The money itself … well, as he says, it’s “useful if you want to buy things.” He doesn’t hoard it. But he has to be prodded to indulge himself, and when we do see him spend money, it’s mostly on gifts: upgrading a company secretary to first-class, replacing a book he’s damaged, buying a get-well present for a woman he’s never met. Gifts are relationship-driven, and so is Joe. The gesture’s value is an answer to the implied question: What do you really think of me? That’s Joe’s native language: cleverly coded sincerity. He’s a genuinely good man, but that doesn’t make him a simplistic one. He’s profoundly vulnerable to what people–especially people he unconsciously thinks of as his “betters,” like his boss and millionaire Jimmy Dell–think of him; a discerning courtship means the world to him, while a slight makes him even angrier than a personal betrayal.
Watching the emergence of Joe’s characterization is part of the appeal of the movie’s first half. He has an almost superhero-like quality to him: a man determined to embody his ideals even at the expense of his own personality. (When he says “we used to say [you should marry] a nymphomaniac who owns a liquor store,” it’s an almost jarring insight into his much-less-formal past; back story is bullshit, as Mamet himself says, but not when it’s done like this.)

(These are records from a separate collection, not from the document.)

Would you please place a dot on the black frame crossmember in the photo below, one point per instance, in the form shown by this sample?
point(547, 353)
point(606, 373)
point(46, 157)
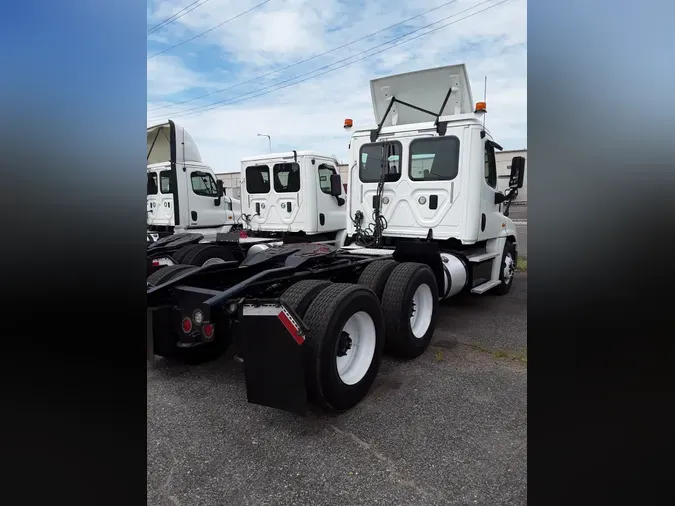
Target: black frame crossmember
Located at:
point(441, 127)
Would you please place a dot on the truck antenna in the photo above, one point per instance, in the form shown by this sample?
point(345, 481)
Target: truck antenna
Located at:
point(484, 100)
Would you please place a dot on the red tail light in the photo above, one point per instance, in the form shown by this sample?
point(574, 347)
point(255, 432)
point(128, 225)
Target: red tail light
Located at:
point(208, 330)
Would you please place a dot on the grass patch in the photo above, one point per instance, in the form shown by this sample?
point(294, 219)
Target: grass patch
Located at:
point(519, 356)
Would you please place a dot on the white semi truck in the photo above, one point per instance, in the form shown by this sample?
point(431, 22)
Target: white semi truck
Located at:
point(425, 222)
point(287, 196)
point(184, 195)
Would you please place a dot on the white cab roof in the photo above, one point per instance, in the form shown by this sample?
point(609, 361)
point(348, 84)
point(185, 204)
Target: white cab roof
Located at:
point(424, 88)
point(186, 148)
point(288, 154)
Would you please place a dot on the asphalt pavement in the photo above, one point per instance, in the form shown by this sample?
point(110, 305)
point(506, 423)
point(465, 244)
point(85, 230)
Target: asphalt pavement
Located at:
point(447, 428)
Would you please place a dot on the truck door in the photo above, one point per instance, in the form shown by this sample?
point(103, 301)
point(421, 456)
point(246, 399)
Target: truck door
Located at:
point(490, 219)
point(331, 216)
point(160, 197)
point(204, 210)
point(257, 191)
point(286, 201)
point(421, 188)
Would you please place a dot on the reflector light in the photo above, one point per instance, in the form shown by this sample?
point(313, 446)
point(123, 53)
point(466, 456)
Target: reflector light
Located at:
point(207, 330)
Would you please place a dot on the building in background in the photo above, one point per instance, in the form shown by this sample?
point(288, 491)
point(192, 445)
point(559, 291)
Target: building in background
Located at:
point(503, 159)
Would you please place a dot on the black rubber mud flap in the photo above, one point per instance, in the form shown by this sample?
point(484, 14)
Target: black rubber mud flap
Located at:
point(272, 337)
point(150, 344)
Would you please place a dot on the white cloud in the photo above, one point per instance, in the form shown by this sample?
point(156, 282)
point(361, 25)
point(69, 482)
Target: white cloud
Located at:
point(310, 115)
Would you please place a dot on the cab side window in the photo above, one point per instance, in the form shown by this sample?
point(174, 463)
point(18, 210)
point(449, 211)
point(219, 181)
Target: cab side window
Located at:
point(203, 184)
point(325, 172)
point(490, 165)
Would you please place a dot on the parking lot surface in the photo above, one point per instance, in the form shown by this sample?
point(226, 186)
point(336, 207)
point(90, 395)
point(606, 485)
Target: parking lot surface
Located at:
point(447, 428)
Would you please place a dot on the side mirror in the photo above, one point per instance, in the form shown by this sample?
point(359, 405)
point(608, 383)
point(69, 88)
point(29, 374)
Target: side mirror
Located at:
point(335, 185)
point(517, 178)
point(220, 192)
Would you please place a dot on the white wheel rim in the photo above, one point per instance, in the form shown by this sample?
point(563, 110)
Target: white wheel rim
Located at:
point(354, 364)
point(508, 268)
point(422, 310)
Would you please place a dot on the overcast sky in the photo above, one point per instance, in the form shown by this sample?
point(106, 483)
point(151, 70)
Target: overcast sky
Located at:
point(240, 58)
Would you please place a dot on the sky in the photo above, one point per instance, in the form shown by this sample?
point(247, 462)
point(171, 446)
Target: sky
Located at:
point(241, 66)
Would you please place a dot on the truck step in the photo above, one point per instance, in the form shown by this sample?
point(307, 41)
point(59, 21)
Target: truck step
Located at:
point(485, 286)
point(481, 257)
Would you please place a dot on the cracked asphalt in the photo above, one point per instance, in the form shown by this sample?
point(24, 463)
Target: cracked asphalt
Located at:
point(447, 428)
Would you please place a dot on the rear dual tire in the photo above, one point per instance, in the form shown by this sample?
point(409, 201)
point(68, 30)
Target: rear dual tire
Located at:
point(410, 308)
point(344, 342)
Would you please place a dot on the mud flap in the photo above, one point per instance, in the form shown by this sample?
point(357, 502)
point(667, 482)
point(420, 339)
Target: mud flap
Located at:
point(149, 340)
point(272, 340)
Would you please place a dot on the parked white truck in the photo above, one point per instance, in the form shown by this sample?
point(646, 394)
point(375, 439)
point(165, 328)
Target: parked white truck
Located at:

We have to figure out Joe, and so does everyone else. When Jimmy Dell (Steve Martin) offers Joe a thousand dollars for his camera, to cover up a picture he’s just taken, Joe gets offended: he’ll grant a favor, even for a stranger, but he won’t take a bribe. It’s one of the key scenes in the film, establishing several things in rapid succession: Joe’s priorities–both what he wants and what will outrage him–Dell’s reflexive approach, and Joe’s disinterest in suspicion. He’s naïve to the point of being unimaginative–or unimaginative to the point of being naïve. It tells the movie’s movers-and-shakers how they’ll have to handle him, and they handle him extraordinarily well.
I’ll leave out much discussion of the plot, because this richly rewards a spoiler-free viewing (and then richly rewards a rewatch), but no discussion of any Mamet movie would be complete without talking about the language. The cast, in this case, is completely at home with it: Campbell Scott, Rebecca Pidgeon, Steve Martin, and Ricky Jay in particular all sound at home with this kind of abstracted, precisely formed dialogue. Martin gets maybe the finest line of it, delivered with an almost crystalline clarity: “I think you’ll find that if what you’ve done for them is as valuable as you say it is, if they are indebted to you morally but not legally, my experience is they will give you nothing, and they will begin to act cruelly toward you.” The lack of contractions in the second half of that sentence is an art-form in its own right. Pidgeon’s lines are also crafted particularly well and with a hard-edged whimsy, like she’s a Manic Pixie Dream Girl seen through a glass darkly: “My troika was pursued by wolves,” she says, and, “When you own the company, can I be queen?” She also gets one of the best acting moments in the movie, when you see her face change subtly but completely in response to something Joe has just said.
Not only well-worth watching, but well-worth watching more than once.